- Texte visé : Proposition de loi visant à réduire les risques sanitaires liés aux contaminations au cadmium dans l’alimentation, n° 2678
- Stade de lecture : 1ère lecture (1ère assemblée saisie)
- Examiné par : Commission des affaires économiques
Sous réserve de son traitement par les services de l'Assemblée nationale et de sa recevabilité
Après l'alinéa 5, insérer l'alinéa suivant :
3° À compter du 1er janvier 2032, 0 milligrammes par kilogramme d’anhydride phosphorique (P2O5).
Cet amendement du groupe LFI vise à rétablir un horizon d'élimination du cadmium dans les engrais phosphatés minéraux ou organo-minéraux, comme c'était le cas dans la proposition de loi adoptée par la commission des affaires économiques le 4 février 2026.
Cet amendement propose de fixer cette date à 2032, soit l'horizon d'un quinquennat. A cette date, les engrais phosphatés minéraux ou organo-minéraux mis sur le marché et utilisés devraient être exempts de cadmium.
Les engrais minéraux phosphatés sont en effet la première source anthropique d'apport de cadmium dans les sols agricoles, cadmium qui se retrouve ensuite dans notre alimentation, qui constitue, pour les non-fumeurs, la principale voie d'exposition au cadmium. Il s'agit donc de protéger les populations d'une exposition au cadmium de plus en plus alarmante, comme le souligne le rapport de l'ANSES du 25 mars : près de la moitié de la population (47,6 %) présentait des taux de cadmium dans les urines dépassant le seuil de concentration critique, fixé à 0,5 microgramme par gramme de créatinine.

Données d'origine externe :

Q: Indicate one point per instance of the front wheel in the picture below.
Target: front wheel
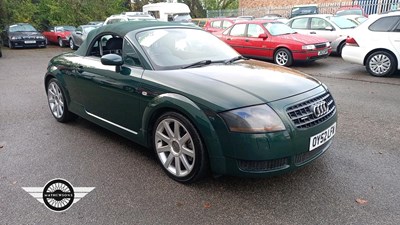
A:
(179, 148)
(57, 103)
(381, 63)
(283, 57)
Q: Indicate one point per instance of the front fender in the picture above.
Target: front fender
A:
(199, 117)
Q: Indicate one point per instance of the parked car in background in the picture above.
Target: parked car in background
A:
(58, 35)
(268, 39)
(351, 10)
(22, 35)
(333, 28)
(193, 100)
(218, 24)
(98, 23)
(78, 36)
(299, 10)
(355, 18)
(201, 22)
(128, 16)
(376, 44)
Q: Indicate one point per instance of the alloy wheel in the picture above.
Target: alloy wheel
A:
(55, 99)
(174, 147)
(380, 64)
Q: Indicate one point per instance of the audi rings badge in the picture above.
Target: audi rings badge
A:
(319, 109)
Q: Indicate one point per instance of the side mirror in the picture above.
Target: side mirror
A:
(263, 36)
(112, 60)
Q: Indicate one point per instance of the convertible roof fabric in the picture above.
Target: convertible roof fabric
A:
(122, 28)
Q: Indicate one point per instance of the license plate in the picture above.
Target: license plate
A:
(321, 138)
(323, 52)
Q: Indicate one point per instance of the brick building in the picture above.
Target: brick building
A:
(259, 8)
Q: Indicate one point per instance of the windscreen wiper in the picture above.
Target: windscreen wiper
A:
(199, 63)
(236, 58)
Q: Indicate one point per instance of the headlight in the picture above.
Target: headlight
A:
(254, 119)
(328, 44)
(308, 47)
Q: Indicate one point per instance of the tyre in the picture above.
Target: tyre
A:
(283, 57)
(381, 64)
(61, 43)
(340, 48)
(56, 100)
(72, 44)
(179, 148)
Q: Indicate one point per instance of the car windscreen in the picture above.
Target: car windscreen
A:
(278, 28)
(349, 12)
(305, 10)
(22, 28)
(342, 23)
(175, 48)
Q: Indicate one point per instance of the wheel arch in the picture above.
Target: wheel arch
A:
(183, 105)
(377, 50)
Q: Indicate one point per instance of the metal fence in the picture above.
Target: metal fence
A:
(369, 6)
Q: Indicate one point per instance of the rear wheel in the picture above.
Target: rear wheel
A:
(179, 148)
(381, 63)
(57, 103)
(283, 57)
(72, 44)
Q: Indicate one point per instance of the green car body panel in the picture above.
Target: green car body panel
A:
(129, 101)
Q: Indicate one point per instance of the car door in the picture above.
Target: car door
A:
(77, 36)
(112, 95)
(322, 27)
(236, 37)
(254, 45)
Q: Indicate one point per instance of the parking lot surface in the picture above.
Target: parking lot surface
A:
(356, 182)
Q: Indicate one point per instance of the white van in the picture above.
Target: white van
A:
(169, 11)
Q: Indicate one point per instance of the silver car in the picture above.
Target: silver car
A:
(334, 28)
(79, 35)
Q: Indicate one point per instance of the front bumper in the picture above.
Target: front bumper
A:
(27, 43)
(307, 56)
(269, 154)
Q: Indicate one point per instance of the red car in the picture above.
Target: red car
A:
(268, 39)
(58, 35)
(218, 24)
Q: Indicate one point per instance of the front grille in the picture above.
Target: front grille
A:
(303, 157)
(266, 165)
(322, 45)
(302, 115)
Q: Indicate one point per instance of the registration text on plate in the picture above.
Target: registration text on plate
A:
(319, 139)
(323, 52)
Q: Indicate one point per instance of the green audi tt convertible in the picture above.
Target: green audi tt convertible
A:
(192, 99)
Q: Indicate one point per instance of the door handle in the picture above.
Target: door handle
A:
(80, 69)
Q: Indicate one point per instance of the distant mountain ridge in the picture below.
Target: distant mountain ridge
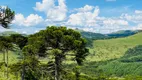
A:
(7, 33)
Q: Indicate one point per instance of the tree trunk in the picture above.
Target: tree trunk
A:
(23, 70)
(7, 65)
(57, 67)
(4, 61)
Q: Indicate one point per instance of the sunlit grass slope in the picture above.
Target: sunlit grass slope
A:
(113, 48)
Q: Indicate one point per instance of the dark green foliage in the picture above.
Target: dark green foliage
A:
(133, 55)
(6, 16)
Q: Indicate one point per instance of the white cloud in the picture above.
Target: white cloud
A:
(115, 22)
(86, 8)
(110, 0)
(138, 27)
(136, 18)
(53, 12)
(87, 18)
(138, 11)
(31, 20)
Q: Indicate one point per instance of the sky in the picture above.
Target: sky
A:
(99, 16)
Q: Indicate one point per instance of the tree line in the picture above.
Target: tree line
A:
(54, 43)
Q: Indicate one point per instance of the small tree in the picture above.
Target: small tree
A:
(6, 45)
(6, 16)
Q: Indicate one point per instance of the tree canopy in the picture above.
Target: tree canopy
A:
(6, 16)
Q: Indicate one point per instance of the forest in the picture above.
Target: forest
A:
(61, 53)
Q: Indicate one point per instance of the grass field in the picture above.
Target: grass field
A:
(113, 48)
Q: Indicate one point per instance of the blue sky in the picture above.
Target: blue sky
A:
(101, 16)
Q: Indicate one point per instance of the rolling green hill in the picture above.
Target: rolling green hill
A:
(113, 48)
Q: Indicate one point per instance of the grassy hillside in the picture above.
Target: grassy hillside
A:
(113, 48)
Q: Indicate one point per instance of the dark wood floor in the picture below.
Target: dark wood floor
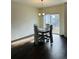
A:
(58, 50)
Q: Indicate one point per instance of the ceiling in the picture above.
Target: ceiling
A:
(38, 4)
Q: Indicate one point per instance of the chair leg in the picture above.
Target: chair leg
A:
(51, 39)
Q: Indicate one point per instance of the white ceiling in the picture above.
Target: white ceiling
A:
(37, 3)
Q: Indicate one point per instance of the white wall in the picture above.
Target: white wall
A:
(23, 18)
(65, 14)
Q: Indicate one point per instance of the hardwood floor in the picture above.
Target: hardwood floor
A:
(58, 50)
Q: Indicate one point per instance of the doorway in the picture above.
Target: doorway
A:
(53, 19)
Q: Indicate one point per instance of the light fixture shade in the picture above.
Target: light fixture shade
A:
(43, 13)
(39, 14)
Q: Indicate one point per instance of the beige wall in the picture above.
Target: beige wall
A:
(23, 18)
(53, 10)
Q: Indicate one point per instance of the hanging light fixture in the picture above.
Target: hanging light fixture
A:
(42, 10)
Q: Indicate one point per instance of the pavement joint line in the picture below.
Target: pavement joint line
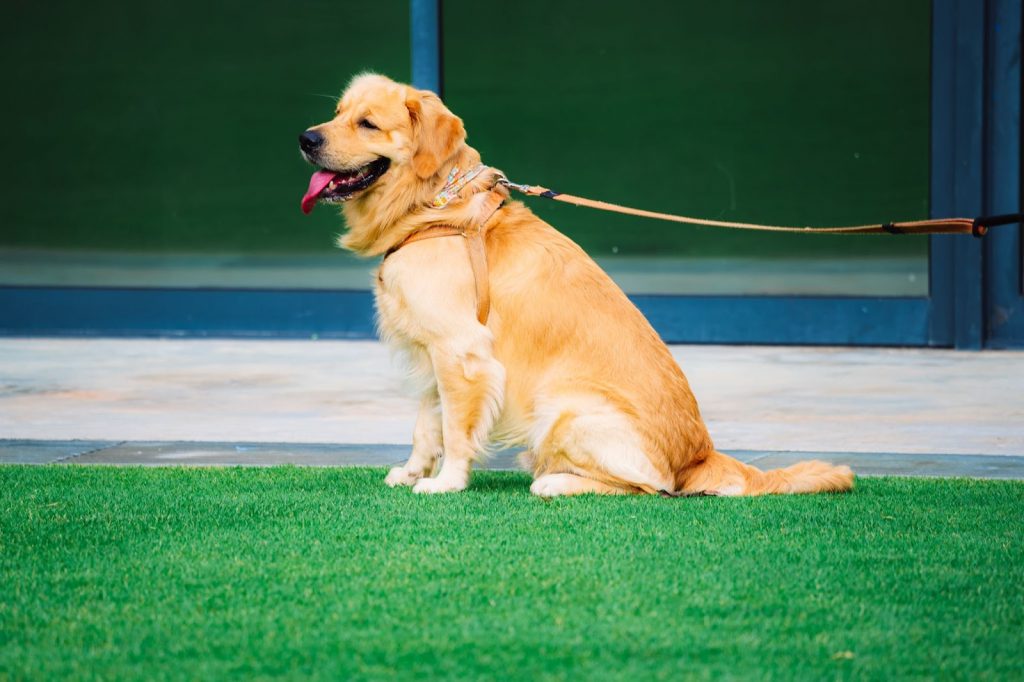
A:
(233, 454)
(68, 458)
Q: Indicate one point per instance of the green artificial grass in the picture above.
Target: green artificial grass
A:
(185, 573)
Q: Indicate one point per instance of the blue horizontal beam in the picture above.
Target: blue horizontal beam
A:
(349, 314)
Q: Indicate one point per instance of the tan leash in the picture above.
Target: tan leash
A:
(977, 226)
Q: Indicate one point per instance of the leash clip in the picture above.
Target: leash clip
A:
(524, 188)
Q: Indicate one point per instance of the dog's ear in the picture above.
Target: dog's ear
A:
(438, 132)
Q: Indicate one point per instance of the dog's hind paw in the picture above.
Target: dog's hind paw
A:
(400, 476)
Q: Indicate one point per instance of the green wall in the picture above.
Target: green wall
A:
(172, 126)
(799, 112)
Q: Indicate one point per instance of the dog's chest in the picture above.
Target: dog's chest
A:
(394, 317)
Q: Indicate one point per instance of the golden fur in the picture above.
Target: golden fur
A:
(565, 366)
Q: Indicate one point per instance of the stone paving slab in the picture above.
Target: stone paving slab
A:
(47, 452)
(753, 397)
(316, 455)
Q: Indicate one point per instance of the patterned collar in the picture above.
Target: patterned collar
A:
(456, 181)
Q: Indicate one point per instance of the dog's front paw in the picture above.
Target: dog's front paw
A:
(400, 476)
(439, 484)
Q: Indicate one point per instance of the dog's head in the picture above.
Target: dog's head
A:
(385, 139)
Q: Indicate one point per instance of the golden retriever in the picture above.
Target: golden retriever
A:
(563, 365)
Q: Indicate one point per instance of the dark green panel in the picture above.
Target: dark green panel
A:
(171, 126)
(809, 112)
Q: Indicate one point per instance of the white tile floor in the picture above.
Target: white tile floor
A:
(754, 398)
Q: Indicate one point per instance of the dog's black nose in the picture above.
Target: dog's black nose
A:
(310, 140)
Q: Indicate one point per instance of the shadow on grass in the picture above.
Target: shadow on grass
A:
(500, 481)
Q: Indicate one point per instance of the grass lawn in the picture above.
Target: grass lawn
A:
(115, 572)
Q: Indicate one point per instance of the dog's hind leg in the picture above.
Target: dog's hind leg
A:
(427, 443)
(596, 444)
(552, 485)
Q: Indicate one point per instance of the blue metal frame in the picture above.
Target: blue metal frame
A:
(1005, 320)
(427, 51)
(951, 314)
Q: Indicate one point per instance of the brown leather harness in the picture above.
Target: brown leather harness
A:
(475, 236)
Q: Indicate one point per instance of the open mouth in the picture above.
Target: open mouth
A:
(336, 186)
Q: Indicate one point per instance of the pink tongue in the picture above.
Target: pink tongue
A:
(318, 180)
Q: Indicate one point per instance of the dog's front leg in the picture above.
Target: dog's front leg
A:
(471, 387)
(427, 443)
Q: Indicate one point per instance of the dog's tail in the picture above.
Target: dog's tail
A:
(722, 474)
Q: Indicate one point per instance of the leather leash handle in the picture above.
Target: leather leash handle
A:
(976, 226)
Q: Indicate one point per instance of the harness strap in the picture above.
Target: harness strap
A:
(475, 246)
(976, 226)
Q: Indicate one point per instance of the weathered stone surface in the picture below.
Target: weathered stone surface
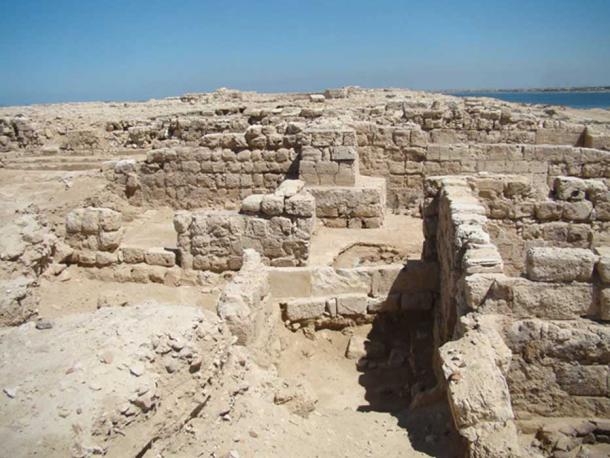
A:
(305, 308)
(560, 264)
(160, 257)
(603, 264)
(352, 304)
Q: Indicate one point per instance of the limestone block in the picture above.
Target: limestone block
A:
(577, 211)
(103, 259)
(551, 300)
(182, 221)
(302, 205)
(482, 259)
(477, 286)
(110, 220)
(310, 155)
(356, 347)
(110, 241)
(305, 308)
(252, 203)
(579, 380)
(317, 98)
(87, 258)
(560, 264)
(90, 221)
(549, 211)
(497, 439)
(160, 257)
(74, 221)
(352, 304)
(569, 188)
(420, 300)
(389, 303)
(272, 205)
(132, 255)
(290, 282)
(603, 264)
(604, 304)
(343, 153)
(289, 188)
(477, 390)
(326, 281)
(602, 211)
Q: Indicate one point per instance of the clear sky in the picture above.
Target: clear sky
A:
(73, 50)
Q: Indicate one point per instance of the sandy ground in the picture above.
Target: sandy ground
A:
(60, 298)
(399, 231)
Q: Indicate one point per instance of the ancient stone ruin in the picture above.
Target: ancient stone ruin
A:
(457, 251)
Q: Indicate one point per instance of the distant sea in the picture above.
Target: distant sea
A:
(569, 99)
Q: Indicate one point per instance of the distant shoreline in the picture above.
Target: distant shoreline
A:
(586, 89)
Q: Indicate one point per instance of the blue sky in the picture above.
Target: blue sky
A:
(69, 50)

Cette proposition doit s'articuler avec un soutien public beaucoup plus fort pour accompagner les agriculteurs dans la bifurcation agroécologique (renforcement des mesures agro-environnementales et climatiques, des aides à la conversion et au maintien en agriculture biologique, etc.), pour réduire les apports excessifs de phosphore dans les sols, et pour s'approvisionner dans la mesure du nécessaire en engrais phosphatés ayant fait l'objet d'un processus de décadmiation.